Om te beoordelen of de leefbaarheid van het bedrijf verstoord is, voorziet het decreet in negen criteria. Als aan één van de criteria is voldaan, dan geldt een onweerlegbaar vermoeden dat de leefbaarheid in het gedrang komt. Kort samengevat komen de criteria op het volgende neer:
- Huiskavelcriterium: opzegging van gronden die rechtstreeks palen aan het bedrijf komen niet in aanmerking voor opzeg;
- Oppervlaktecriterium: opzegging van meer dan 20% van de totale bedrijfsoppervlakte van de pachter is niet mogelijk. Om omzeiling tegen te gaan is bepaald dat voor de berekening van de oppervlakte ook de oppervlakte in rekening moet worden genomen van percelen die in een periode van 27 jaar vóór de opzegging ook al zijn opgezegd met het oog op bebossing of natuurrealisatie;
- Zelfrealisatiecriterium: de pachter die zelf de opzegreden zelf realiseert of er zich toe verbindt deze te realiseren binnen het jaar kan de opzegging ‘afweren’;
- Beheermaatregelen of milieu-, klimaat- en natuurvriendelijke landbouwpraktijken: de pachter past voor het overwegende deel van het perceel beheermaatregelen of milieu-, klimaat- en natuurvriendelijke landbouwpraktijken toe in het kader van een meerjarige verbintenis of verbindt zich ertoe deze toe te passen binnen het jaar. Het gaat hier bijvoorbeeld om beheerovereenkomsten of agro-milieuklimaatmatregelen in het kader van het GLB;
- Jongerencriterium: landbouwers jonger dan 40 jaar zijn beschermd;
- Familiale opvolging: de pachter kan onder de bevoorrechte familieleden een opvolger aanduiden die jonger is dan 40 jaar en beschermd is tegen opzegging;
- Kwaliteitscriterium: gronden die kwalitatief zijn (dus niet ‘minder geschikt’) of waarvan de landbouwbestemming al beleidsmatig door een overheid-verpachter zijn aangeduid als bestemd voor landbouw zijn uitgesloten. Opzegging in herbevestigd agrarisch gebied is op deze manier bijvoorbeeld niet meer mogelijk. Hier geldt echter een uitzondering: wanneer de opzeg gebeurt om het doel van een landinrichtings-, natuurinrichtingsproject of ruilverkaveling te realiseren, is opzegging wel mogelijk;
- Financieel criterium: opzeg kan niet als het brutobedrijfsresultaat van de pachter minder dan 40.000 euro bedraagt of met 10% zal dalen als gevolg van de opzeg of zal dalen onder de 40.000 euro;
- Bio: als een pachter de biologische productiemethode toepast, zal de opzeg niet worden toegekend.

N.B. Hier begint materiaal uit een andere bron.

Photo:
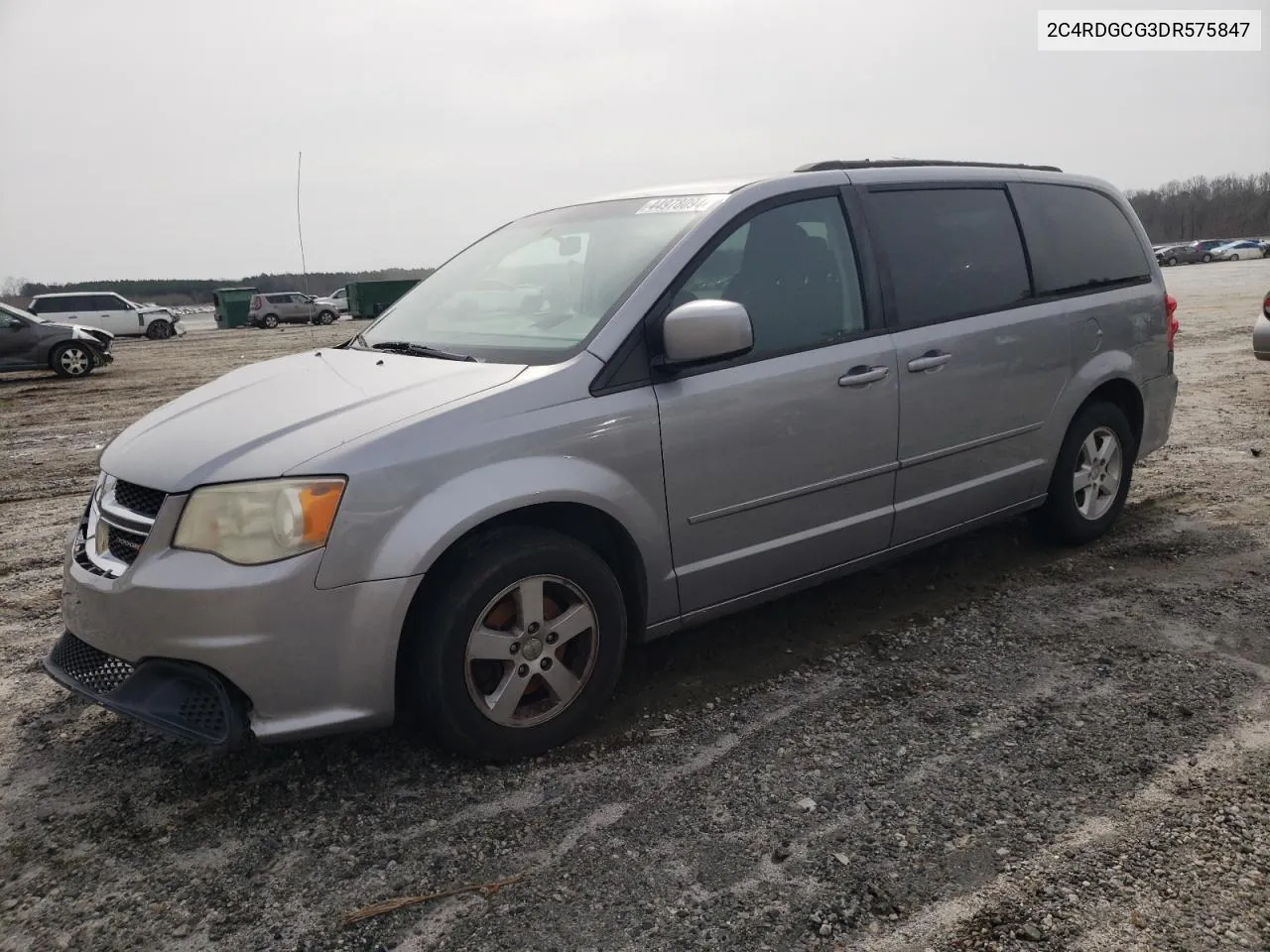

De negen criteria zijn niet steeds allemaal van toepassing. De leefbaarheidstoets verschilt namelijk naargelang de bestemming van de verpachte grond én de identiteit van de verpachter.
- Bij opzeg door een private eigenaar in of de overheid in groene bestemmingen geldt de meest beperkte leefbaarheidstoets (enkel criterium 1, 2 en 3);
- Bij opzeg door de overheid in de Habitatrichtlijngebieden (SBZ-H) gelden ook enkel de eerste drie criteria;
- Bij opzegging door een private eigenaar in Habitatrichtlijngebieden geldt de volledige leefbaarheidstoets met uitzondering van criterium 6. In alle andere gevallen geldt de volledige leefbaarheidstoets.
- In alle andere gevallen gelden alle criteria.
Het Vlaams pachtdecreet heeft het principe behouden dat de opzegging pas rechtskracht heeft als de pachter ermee heeft ingestemd of als de rechter de opzegging geldig heeft verklaard. Het is in die fase dat de leefbaarheidstoets aan bod komt. Het is dan aan de pachter om zich op die bescherming te beroepen.